To push the limits of AI, experts are calling for submissions to create the “hardest and broadest set of questions ever” to challenge today’s most advanced AI systems.
The test, named “Humanity’s Last Exam,” is the joint effort of CAIS and Scale AI. Notably, Scale AI recently raised $1 billion, pushing its overall valuation to $14 billion. Dan Hendrycks, the executive director of CAIS, emphasized the importance of this new test. Referring to OpenAI’s recent o1 model, he remarked that it had “destroyed the most popular reasoning benchmarks.” Given this level of performance, the new exam must raise the bar significantly.

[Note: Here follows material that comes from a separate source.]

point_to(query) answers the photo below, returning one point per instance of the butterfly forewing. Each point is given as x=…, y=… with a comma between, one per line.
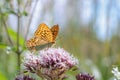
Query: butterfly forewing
x=43, y=37
x=54, y=31
x=43, y=32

Hendrycks, who co-authored papers on AI testing in 2021, noted how much the field has advanced since then. “The models of today have ‘crushed’ the 2021 tests,” he stated, highlighting the leap from earlier AI systems that gave seemingly random answers.
Unlike the earlier tests, which focused on areas like math and social studies, “Humanity’s Last Exam” will incorporate abstract reasoning, making it much more challenging for AI systems. The organizers have also taken extra precautions to ensure the integrity of the test by keeping the criteria confidential, preventing any potential answers from being incorporated into AI training data.
The call for submissions is open to experts from various fields, including rocketry and philosophy. Participants are encouraged to submit questions that would be difficult for non-experts to answer, with the submission deadline set for November 1. Winning questions will undergo peer review, and successful contributors could earn co-authorship on a related research paper as well as prizes of up to $5,000, courtesy of Scale AI.
While the range of acceptable questions is vast, organizers have made it clear that one topic will not be allowed: weapons. As they told Reuters, “it’s too dangerous for AI to know about.”